For those children who are screened and found to have initial blood lead levels <25 µg/dL, there is no evidence regarding the effectiveness of early detection and intervention, or of repeated screening to detect further increases in blood lead. Longitudinal and cross-sectional studies suggest that in children >2 years, such levels will decline naturally with time, but elevated levels may persist in children who are chronically exposed.

There is no direct evidence comparing the outcomes of universal screening with the outcomes from targeted screening for elevated lead levels. Recent studies indicate that the prevalence of elevated blood levels in the U.S. has declined dramatically in the past two decades, but local prevalence is highly variable, with more than 10-fold differences between communities. In a community with a low prevalence of elevated blood lead levels, universal screening may result in disproportionate risks and costs relative to benefits. The prevalence level at which targeted screening can replace universal screening is a public health policy decision requiring consideration beyond the scientific evidence for effectiveness of early detection, such as available resources, competing public health needs, and costs and availability of alternative approaches to reducing lead exposure. Clinicians can consult their local or state health departments regarding appropriate screening policy for their populations. (Go to Appendix 8 for recommendations of other groups.)

In communities where data suggest that universal screening is not indicated, there may be some children who are at increased risk of blood lead levels in the range for which individual intervention by chelation therapy or residential lead hazard control has been demonstrated to be effective.
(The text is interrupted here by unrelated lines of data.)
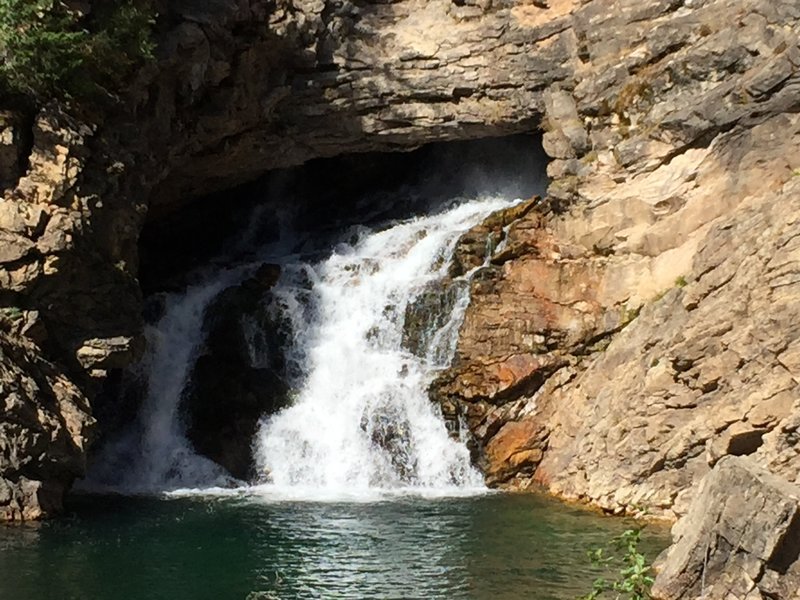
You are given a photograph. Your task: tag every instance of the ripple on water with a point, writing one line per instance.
(495, 546)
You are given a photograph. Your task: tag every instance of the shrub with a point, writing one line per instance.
(634, 575)
(50, 50)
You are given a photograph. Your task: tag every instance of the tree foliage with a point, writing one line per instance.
(51, 50)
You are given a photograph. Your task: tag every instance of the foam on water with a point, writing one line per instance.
(361, 426)
(362, 421)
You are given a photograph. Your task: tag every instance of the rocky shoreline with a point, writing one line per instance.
(637, 326)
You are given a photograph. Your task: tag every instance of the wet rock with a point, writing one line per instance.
(425, 317)
(389, 433)
(739, 540)
(13, 145)
(240, 375)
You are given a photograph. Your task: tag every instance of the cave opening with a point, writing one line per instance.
(326, 193)
(209, 271)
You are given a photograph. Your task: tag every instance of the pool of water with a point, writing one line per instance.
(496, 546)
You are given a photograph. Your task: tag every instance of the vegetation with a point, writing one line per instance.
(51, 50)
(633, 573)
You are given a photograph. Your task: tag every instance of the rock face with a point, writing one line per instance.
(739, 540)
(585, 363)
(641, 323)
(45, 427)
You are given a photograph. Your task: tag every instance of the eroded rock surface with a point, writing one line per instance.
(641, 323)
(240, 374)
(739, 540)
(45, 428)
(670, 127)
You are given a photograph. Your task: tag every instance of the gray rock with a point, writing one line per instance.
(739, 540)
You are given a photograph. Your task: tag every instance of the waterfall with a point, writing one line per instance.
(362, 420)
(360, 423)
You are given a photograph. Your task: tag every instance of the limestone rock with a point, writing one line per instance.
(740, 539)
(655, 284)
(45, 428)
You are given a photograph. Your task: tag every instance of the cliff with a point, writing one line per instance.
(638, 324)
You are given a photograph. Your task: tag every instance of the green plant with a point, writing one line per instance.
(50, 50)
(633, 578)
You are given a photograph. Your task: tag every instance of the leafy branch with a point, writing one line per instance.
(50, 50)
(634, 575)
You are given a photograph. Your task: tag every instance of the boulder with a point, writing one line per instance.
(45, 429)
(739, 540)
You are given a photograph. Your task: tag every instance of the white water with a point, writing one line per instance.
(362, 421)
(361, 425)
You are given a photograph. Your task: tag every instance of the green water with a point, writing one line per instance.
(494, 547)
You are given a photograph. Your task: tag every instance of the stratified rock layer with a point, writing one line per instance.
(45, 427)
(740, 539)
(635, 327)
(642, 322)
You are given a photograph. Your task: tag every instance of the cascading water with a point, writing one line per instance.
(359, 423)
(362, 420)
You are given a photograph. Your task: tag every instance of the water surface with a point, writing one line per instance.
(495, 546)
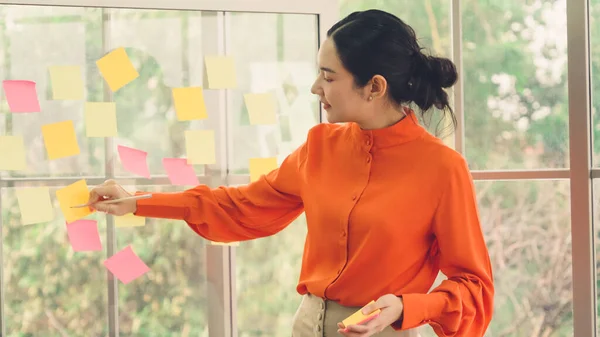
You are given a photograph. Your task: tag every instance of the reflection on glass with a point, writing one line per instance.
(515, 75)
(170, 300)
(50, 290)
(527, 228)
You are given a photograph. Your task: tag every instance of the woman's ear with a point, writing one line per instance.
(378, 86)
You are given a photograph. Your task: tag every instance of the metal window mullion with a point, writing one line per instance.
(584, 297)
(111, 239)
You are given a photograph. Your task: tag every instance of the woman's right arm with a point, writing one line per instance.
(223, 214)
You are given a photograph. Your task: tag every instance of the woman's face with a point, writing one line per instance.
(335, 87)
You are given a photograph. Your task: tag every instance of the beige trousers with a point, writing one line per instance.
(318, 318)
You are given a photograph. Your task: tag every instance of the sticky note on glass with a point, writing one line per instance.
(21, 96)
(134, 160)
(35, 205)
(83, 236)
(117, 69)
(73, 195)
(60, 140)
(189, 103)
(100, 119)
(67, 82)
(126, 266)
(220, 72)
(180, 172)
(12, 153)
(261, 108)
(129, 220)
(200, 147)
(260, 166)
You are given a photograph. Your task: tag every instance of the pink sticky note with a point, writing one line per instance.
(84, 236)
(134, 161)
(21, 96)
(126, 266)
(180, 172)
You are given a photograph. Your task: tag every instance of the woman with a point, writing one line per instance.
(387, 204)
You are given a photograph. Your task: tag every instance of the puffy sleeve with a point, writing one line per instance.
(227, 214)
(462, 305)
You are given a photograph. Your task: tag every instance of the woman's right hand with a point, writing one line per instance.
(111, 190)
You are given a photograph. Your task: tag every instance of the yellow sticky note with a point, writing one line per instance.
(12, 153)
(75, 194)
(260, 166)
(200, 147)
(100, 119)
(220, 72)
(261, 108)
(35, 205)
(129, 220)
(60, 140)
(189, 103)
(224, 243)
(67, 82)
(117, 69)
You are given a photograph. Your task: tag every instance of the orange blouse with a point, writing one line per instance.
(386, 210)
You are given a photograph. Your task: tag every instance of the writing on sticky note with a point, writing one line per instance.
(75, 194)
(134, 160)
(100, 119)
(84, 236)
(21, 96)
(189, 103)
(220, 72)
(180, 172)
(60, 140)
(67, 82)
(35, 205)
(117, 69)
(261, 166)
(12, 153)
(126, 265)
(261, 108)
(129, 220)
(200, 147)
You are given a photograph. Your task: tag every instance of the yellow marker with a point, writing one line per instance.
(359, 318)
(100, 119)
(67, 82)
(260, 166)
(261, 108)
(200, 147)
(129, 220)
(35, 205)
(220, 72)
(116, 68)
(60, 140)
(189, 103)
(74, 194)
(12, 149)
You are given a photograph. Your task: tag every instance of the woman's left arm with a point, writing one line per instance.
(462, 305)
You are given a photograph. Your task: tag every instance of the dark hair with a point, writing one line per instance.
(375, 42)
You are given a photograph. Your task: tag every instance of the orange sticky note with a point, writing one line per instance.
(100, 119)
(260, 166)
(117, 69)
(12, 153)
(129, 220)
(359, 318)
(60, 140)
(220, 72)
(35, 205)
(73, 195)
(189, 103)
(200, 147)
(261, 108)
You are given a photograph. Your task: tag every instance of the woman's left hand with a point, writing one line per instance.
(391, 307)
In addition to risks from housing, these children may have had exposure to other lead sources such as lead-based hobbies or industries, traditional ethnic remedies, or lead-based pottery. Selective blood lead screening of such high-risk children is appropriate even in low-prevalence communities.

Questionnaires that have been locally validated and are of known and acceptable sensitivity and specificity can assist in identifying those at high risk. In several studies, the CDC108 and similar questionnaires correctly identified 64% to 87% of urban and suburban children who had blood lead levels >10 µg/dL. Because of frequent false positives in low prevalence communities, questionnaires may have greater utility in identifying children at low risk of elevated blood lead (negative predictive value) where the population prevalence is low, and local risk factors are known. Locale-specific questionnaires inquiring about likely local sources of lead exposure may lead to improved prediction.
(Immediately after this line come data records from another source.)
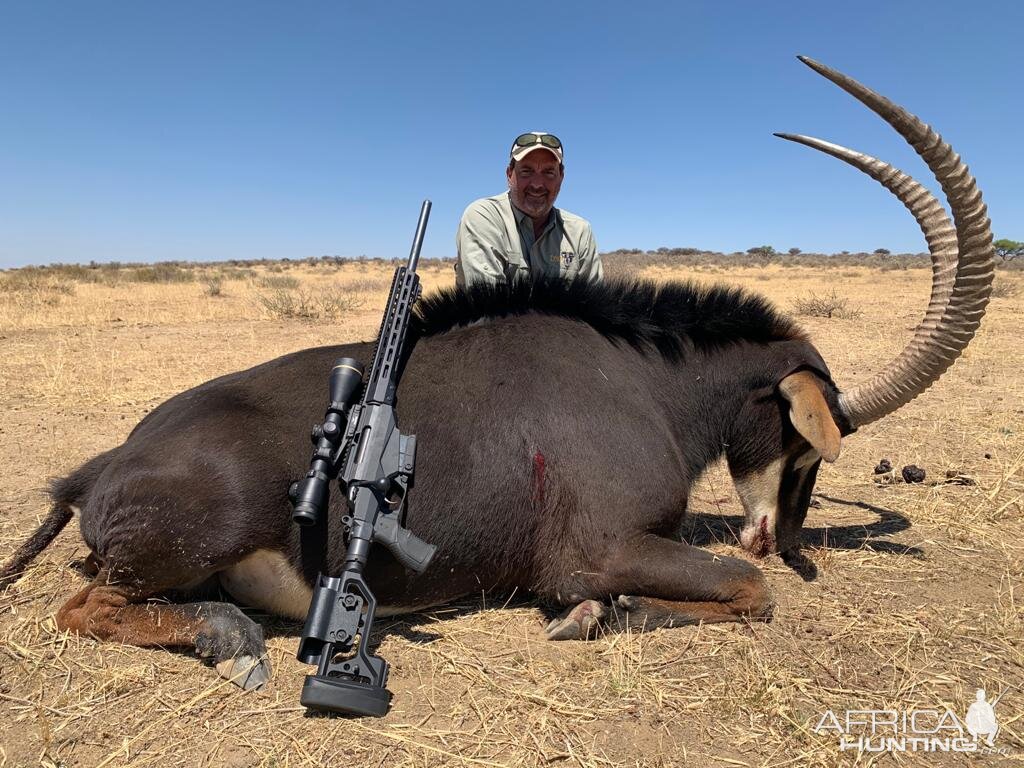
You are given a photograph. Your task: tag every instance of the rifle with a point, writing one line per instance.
(360, 445)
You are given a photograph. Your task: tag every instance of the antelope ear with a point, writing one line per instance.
(809, 413)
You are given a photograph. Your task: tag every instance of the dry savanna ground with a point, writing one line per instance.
(916, 602)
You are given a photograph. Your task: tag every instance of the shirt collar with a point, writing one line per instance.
(521, 216)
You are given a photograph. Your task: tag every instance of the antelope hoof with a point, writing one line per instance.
(579, 623)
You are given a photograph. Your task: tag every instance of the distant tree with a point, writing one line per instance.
(1008, 250)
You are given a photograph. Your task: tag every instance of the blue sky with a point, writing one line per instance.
(144, 131)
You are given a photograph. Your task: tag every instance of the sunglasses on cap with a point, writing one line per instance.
(546, 139)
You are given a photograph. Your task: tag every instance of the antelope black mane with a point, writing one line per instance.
(670, 316)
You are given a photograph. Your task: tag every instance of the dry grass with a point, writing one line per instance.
(918, 598)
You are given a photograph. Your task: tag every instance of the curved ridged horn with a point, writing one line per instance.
(961, 280)
(931, 216)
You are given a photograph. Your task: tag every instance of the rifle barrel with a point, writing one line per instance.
(421, 228)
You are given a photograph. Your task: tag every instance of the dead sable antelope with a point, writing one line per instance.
(560, 428)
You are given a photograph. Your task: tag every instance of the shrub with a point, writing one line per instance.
(279, 282)
(212, 285)
(830, 305)
(306, 305)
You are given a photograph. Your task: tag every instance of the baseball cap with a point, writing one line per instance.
(525, 143)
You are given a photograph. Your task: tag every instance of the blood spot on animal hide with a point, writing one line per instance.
(538, 477)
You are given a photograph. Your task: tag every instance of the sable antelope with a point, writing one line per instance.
(560, 428)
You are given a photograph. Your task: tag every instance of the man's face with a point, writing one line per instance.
(535, 183)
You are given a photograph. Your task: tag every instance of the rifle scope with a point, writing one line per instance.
(309, 496)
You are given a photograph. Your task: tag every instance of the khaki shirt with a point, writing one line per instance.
(496, 243)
There are no controlled trials evaluating screening for elevated lead levels in pregnant women, and there are insufficient data to construct an adequate chain of evidence demonstrating benefit. The prevalence of levels >15 µg/dL appears to be quite low in pregnant women. There is some evidence that mildly-elevated lead levels during pregnancy are associated with small increases in antepartum blood pressure, but only limited evidence that these levels have important adverse effects on reproductive outcomes. An extensive literature search failed to identify studies evaluating screening or intervention for lead exposure in pregnant women. There are potentially important adverse effects of chelation therapy on the fetus and of residential lead hazard control on both the pregnant woman and fetus if they are not performed according to established standards. While removal to a lead-free environment would theoretically be effective in reducing lead exposure, it has not been specifically evaluated in pregnancy.

Community-based interventions for the primary prevention of lead exposure are likely to be more effective, and may be more cost-effective, than office-based screening, treatment, and counseling.21 Evaluating the effectiveness of community-based interventions, and recommendations regarding their use, are important areas of future research.